Method,    Mean,   Min,   Max, Median,  75%
Baseline,  54.3,  52.6,  66.4,  53.9,  54.7
MathAbs ,  66.3,  64.2,  79.2,  65.6,  66.3
Ternary ,  62.2,  60.2,  79.1,  61.2,  62.0
IfElse  ,  58.9,  56.3,  78.6,  58.0,  58.6

It turned out that the straightforward if/else statement is the fastest. The attempt of replacing it with ternary operator plus multiple steps of integer computation doesn’t really outperform if/else statement. It is actually much slower.

This time, Ternary is faster than Match.abs because it eliminated the negate operation in the Math.abs when x < y.

Inlining the Code

Again, let’s re-test the logic by inlining them in the loop. We repeat the loop below in every implementation and replace the comment with the different methods of ordering the number. This test is captured in RunnerOrderingInline class.

   1:          final void run() {
   2:              int a[] = source;
   3:              int b[] = target;
   4:              for (int i = LOOP_COUNT; i > 0; i--) {
   5:                  for (int j = ELEMENT_END; j >= 0; j--) {
   6:                      final int x = a[j];
   7:                      final int y = a[j + 1];
   8:                      // set the smaller one of x and y to b[j] and the larger one to b[j+1]
   9:                  }
  10:              }
  11:          }
  12:      }
Baseline

Baseline simply assigns the value without ordering them.

                    b[j] = x;
                    b[j + 1] = y;
Using Math.abs
                    int diff = Math.abs(x - y);
                    final int sum = x + y;
                    b[j] = sum - diff;
                    b[j + 1] = sum + diff;
Using ternary operator
                    final int diff = x >= y ? x - y : y - x;
                    final int sum = x + y;
                    b[j] = sum - diff;
                    b[j + 1] = sum + diff;
Using if/else statement
                    if (x >= y) {
                        b[j] = x;
                        b[j + 1] = y;
                    } else {
                        b[j] = y;
                        b[j + 1] = x;
                    }
Test result

Below is the result of ordering the numbers inlined in the loop of different implementations. Unit is nano seconds.

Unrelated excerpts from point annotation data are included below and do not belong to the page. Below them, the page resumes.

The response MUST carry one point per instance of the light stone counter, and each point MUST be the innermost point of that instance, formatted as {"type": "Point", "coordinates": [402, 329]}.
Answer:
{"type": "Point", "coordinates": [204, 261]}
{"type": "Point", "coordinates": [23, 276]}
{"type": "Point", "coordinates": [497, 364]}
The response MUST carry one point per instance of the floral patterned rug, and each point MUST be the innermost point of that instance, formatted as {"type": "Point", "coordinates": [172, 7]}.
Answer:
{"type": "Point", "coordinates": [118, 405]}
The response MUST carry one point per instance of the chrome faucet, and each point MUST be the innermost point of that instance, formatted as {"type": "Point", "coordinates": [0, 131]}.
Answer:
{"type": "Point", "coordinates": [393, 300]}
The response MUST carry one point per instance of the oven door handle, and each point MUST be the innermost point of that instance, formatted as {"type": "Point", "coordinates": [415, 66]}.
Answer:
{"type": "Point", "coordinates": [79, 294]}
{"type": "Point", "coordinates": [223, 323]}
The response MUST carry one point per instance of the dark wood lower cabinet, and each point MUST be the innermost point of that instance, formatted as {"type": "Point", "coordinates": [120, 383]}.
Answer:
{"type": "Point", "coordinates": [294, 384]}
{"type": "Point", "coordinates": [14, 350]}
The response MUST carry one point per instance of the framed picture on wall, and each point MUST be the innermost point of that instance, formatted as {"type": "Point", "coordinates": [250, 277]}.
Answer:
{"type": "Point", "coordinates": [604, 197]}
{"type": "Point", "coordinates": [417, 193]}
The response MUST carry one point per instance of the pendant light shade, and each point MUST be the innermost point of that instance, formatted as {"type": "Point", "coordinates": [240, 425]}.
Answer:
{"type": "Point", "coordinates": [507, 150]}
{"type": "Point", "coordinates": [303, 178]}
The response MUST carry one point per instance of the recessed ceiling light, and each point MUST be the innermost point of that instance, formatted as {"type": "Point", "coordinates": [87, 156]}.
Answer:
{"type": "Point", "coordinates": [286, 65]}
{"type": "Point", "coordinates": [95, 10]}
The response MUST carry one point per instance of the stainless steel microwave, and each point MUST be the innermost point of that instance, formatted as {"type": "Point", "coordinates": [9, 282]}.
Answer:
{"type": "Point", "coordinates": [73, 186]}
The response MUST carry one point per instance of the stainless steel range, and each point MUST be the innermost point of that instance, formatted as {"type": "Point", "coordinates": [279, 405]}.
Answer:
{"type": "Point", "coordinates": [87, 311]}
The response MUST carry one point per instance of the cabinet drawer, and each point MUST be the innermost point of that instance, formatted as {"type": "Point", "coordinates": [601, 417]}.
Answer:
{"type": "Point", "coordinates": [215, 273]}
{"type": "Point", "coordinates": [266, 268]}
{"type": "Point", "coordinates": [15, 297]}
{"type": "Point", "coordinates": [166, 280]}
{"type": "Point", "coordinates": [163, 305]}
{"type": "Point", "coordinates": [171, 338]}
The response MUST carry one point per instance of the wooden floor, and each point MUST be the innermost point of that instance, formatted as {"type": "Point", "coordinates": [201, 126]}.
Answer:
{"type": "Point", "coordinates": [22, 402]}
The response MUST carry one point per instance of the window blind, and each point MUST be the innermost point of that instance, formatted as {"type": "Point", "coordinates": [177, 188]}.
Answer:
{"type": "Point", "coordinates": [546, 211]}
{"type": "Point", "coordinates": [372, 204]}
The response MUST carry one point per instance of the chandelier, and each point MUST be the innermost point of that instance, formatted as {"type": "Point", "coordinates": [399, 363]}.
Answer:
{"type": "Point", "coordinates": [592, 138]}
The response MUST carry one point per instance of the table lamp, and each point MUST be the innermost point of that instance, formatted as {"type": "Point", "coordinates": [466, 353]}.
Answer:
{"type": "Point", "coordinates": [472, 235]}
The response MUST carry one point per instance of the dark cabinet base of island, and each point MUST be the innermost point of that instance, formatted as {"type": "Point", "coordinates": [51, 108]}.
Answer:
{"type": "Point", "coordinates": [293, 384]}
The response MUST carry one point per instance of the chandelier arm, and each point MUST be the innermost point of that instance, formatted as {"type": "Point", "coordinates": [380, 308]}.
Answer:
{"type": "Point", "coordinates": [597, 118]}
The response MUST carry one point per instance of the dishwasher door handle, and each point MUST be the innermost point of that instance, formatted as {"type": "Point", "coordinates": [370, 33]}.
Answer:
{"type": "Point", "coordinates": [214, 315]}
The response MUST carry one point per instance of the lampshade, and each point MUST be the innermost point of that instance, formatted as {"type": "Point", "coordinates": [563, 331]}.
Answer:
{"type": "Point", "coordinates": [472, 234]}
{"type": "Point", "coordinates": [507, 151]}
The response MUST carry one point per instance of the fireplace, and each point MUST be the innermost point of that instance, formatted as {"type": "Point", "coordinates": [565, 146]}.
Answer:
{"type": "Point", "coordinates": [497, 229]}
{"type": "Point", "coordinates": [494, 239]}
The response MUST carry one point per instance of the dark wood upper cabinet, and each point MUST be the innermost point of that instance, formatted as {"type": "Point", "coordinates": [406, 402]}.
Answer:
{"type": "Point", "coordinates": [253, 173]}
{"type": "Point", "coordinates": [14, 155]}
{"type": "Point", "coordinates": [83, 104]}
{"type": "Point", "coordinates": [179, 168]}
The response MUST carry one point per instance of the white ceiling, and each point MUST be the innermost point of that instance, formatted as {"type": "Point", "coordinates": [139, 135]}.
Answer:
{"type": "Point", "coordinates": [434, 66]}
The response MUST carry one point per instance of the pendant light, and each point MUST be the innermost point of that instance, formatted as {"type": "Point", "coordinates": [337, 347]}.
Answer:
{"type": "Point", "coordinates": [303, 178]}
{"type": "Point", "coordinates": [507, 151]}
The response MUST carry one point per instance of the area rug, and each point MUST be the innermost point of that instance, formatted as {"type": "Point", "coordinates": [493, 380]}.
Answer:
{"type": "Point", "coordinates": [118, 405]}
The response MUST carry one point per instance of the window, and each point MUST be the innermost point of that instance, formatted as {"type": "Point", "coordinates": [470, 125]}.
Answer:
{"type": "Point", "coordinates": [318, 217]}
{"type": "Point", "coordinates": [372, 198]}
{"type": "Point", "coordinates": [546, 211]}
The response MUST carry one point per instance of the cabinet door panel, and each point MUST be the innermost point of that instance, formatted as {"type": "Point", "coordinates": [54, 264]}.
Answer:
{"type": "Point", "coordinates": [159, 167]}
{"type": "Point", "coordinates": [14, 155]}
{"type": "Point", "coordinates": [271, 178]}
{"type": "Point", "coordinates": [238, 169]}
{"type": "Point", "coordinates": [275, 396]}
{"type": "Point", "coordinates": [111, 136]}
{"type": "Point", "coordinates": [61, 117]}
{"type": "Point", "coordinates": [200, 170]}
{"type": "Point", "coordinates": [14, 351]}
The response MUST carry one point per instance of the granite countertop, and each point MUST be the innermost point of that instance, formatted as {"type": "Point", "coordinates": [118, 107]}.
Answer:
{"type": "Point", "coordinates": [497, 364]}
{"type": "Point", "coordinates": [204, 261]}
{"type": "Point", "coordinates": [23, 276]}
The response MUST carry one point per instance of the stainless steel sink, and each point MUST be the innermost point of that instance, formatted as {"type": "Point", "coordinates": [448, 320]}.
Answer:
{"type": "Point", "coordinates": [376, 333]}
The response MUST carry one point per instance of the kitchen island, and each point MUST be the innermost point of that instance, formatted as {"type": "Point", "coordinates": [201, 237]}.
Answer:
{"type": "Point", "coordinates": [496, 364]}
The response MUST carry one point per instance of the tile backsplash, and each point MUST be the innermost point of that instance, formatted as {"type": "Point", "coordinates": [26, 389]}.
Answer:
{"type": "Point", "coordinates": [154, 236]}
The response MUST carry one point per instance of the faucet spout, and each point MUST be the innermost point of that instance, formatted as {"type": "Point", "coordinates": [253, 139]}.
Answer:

Method,    Mean,   Min,   Max, Median,  75%
Baseline,   3.8,   3.5,   4.9,   3.6,   3.7
MathAbs ,  18.3,  17.3,  22.6,  17.9,  18.5
Ternary ,  13.9,  13.0,  19.0,  13.5,  14.0
IfElse  ,  11.1,  10.6,  13.6,  11.0,  11.2

The result is same as the override method test except it is overall faster because of the inlined code. So method invocation is much more expensive than any of those.

Conclusion

  1. There are no fundamental difference between ternary and if/else.
  2. Ternary is faster then if/else as long as no additional computation is required to convert the logic to us ternary. When it is a simply ternary operation, it has better readability as well.
  3. If only statement is faster than if/else, so if the logic doesn’t require an else statement, do use it.
  4. Don’t try to outsmart. Adding additional operations to replace if/else with ternary lead you to the conversed result. In this case, use straightforward if/else gets you better performance and readability.
  5. JDK doesn’t do native optimization to Math.abs other than inlined the static method call almost everywhere. It is not like others suggested that JDK does native optimization for built in functions.
  6. Comparing the different between if/else and ternary, method invocation is every expensive.